De modo que una vez repuesta, decidió tomárselo con más calma y esperar a que el lobo volviese a aparecer, cosa bastante probable si se mantenía paciente y perseverante con lo que estaba haciendo. Y volvió a suceder. El lobo reapareció entre la maleza. Caperucita negra tuvo que aguzar un poco la vista para detectarlo entre el espeso follaje, pero en efecto, ahí estaba. Esta vez, sin embargo, se propuso actuar con más cautela y comenzó a seguir el rastro que iba dejando el animal con sus huellas en el barro. Tras largo rato caminando llegaron a una cueva en la que Caperucita negra descubrió, con gran sorpresa, que se hallaban el resto de lobos de la manada. En total eran siete cachorros, la madre y el lobo feroz, que llegaba con algo de carne fresca en el hocico para alimentar a sus crías. Caperucita negra, viendo que había por fin alcanzado su destino, trató de esconderse rápidamente detrás de unos arbustos, pero desafortunadamente no pudo evitar ser vista por el gran lobo feroz, que comenzó a gruñir con cierta insistencia para alertar a su familia del peligro que los acechaba.

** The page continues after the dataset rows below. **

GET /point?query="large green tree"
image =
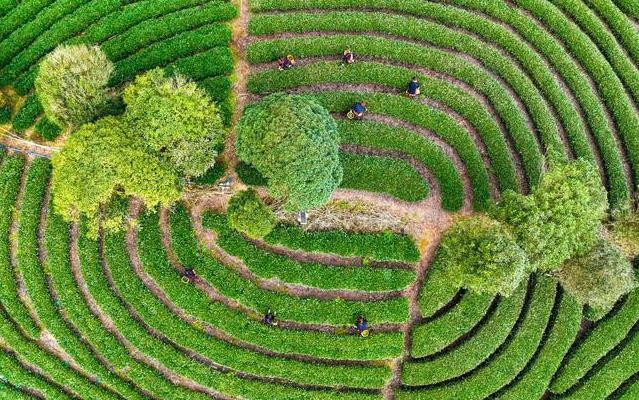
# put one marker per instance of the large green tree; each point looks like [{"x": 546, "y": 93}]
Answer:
[
  {"x": 176, "y": 119},
  {"x": 598, "y": 278},
  {"x": 101, "y": 163},
  {"x": 72, "y": 84},
  {"x": 293, "y": 142},
  {"x": 481, "y": 254},
  {"x": 562, "y": 216}
]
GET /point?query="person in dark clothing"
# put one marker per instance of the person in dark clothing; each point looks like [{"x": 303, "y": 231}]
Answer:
[
  {"x": 348, "y": 57},
  {"x": 361, "y": 325},
  {"x": 189, "y": 274},
  {"x": 413, "y": 88},
  {"x": 285, "y": 62},
  {"x": 357, "y": 110},
  {"x": 269, "y": 318}
]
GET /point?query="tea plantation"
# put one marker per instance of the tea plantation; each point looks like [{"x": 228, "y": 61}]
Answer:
[{"x": 504, "y": 85}]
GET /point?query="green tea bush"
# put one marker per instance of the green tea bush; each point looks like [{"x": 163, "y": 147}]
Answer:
[
  {"x": 383, "y": 175},
  {"x": 5, "y": 109},
  {"x": 47, "y": 129},
  {"x": 386, "y": 246},
  {"x": 72, "y": 84},
  {"x": 27, "y": 114},
  {"x": 248, "y": 214}
]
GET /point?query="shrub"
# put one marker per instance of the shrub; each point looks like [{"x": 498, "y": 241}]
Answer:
[
  {"x": 72, "y": 84},
  {"x": 625, "y": 234},
  {"x": 27, "y": 114},
  {"x": 102, "y": 162},
  {"x": 248, "y": 214},
  {"x": 481, "y": 254},
  {"x": 176, "y": 120},
  {"x": 47, "y": 129},
  {"x": 562, "y": 216},
  {"x": 293, "y": 142},
  {"x": 598, "y": 278}
]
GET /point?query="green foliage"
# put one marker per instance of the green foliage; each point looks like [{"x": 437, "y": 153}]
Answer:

Éstos, sin embargo, ya no fueron capaces de divisar a la joven muchacha, que acertadamente había optado por trepar el tronco de un árbol hasta una rama no demasiado alta. Caperucita negra sonrió. Esta vez no podía errar en su objetivo. Había luchado mucho para llegar hasta allí. Además ya estaba anocheciendo y ni siquiera había hecho una pausa para comer o descansar, por lo que se encontraba tanto exhausta como hambrienta. Por no hablar de que era su tercer intento. Las dos primeras veces había fallado provocando que el lobo huyera y siendo atacada por él.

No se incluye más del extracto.